Born amid the red-grey bricks of England
where standing stones kept the story, ghost soldiers drummed,
The sun smiled on priapic giants
And Arthur was always nearby
Arthur and the red-headed women
Boudicca, Elizabeth, Proserpina
Every moonrise you could hear
the deep throated bay through the rye
and the waiting woods and the White Tower watching
Til the waters turned them back
Gwyn Ap Nudd held yet the dragon lands
And from the North simply this message;
'Tis not your place to chain the Polar star.'
There were wars and crowns tumbling together
And people cheered for victories that killed them
For coins that never reached them
The valiant died, most silent but
Lily-handed men smiled a grand story
How this and that land should be thrall
How this and that face belonged elsewhere.
Harvest for a few before all crops fail
A story for times when pride must serve as bread.
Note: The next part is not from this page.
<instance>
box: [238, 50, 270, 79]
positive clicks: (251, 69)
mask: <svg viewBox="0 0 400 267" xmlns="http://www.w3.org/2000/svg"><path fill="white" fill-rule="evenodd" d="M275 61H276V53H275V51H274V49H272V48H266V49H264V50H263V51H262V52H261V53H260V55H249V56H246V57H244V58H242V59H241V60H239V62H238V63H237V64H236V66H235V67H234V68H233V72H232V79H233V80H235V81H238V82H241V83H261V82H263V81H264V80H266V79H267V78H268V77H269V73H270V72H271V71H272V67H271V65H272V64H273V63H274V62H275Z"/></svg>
Asking me now to sing and unite these!
But if the might of Rome could not do it
And the watchtowers alight could not do it
And years of peace and plenty could not do it
Maybe it should not be done.
Say rather the folk took their own way
Followed the ignis fatuus
Til the marshes lapped their backs
When faces they loved slipped beneath the mud
And the god of hinges winked at them
And they knew what he was; but still they followed.
Where then are the words to make us one?
Only this to be said; all deceptions end.
Albion falls, but she may also rise,
Always becoming, seeking better form,
Some fair Jerusalem close to the sea
Where folk speak truthfully and with kindness.
Here then indeed might be some sceptred isle,
A garden of forgiving, where they plant generously,
Fearing no loss, but trusting all cast upon the soil
Feeds something and is fed,
And in that place the stranger and the friend
Meet with comfort, rest and revelry.
In such a land, all might be blessed together
And hearts seed homeward on the sunset hills.
It's a bit too steeped and soft but it's the best that I can do, in the style of numinous Ravilious land. I guess such poems are meant to give heart, and this is what Amanda wanted.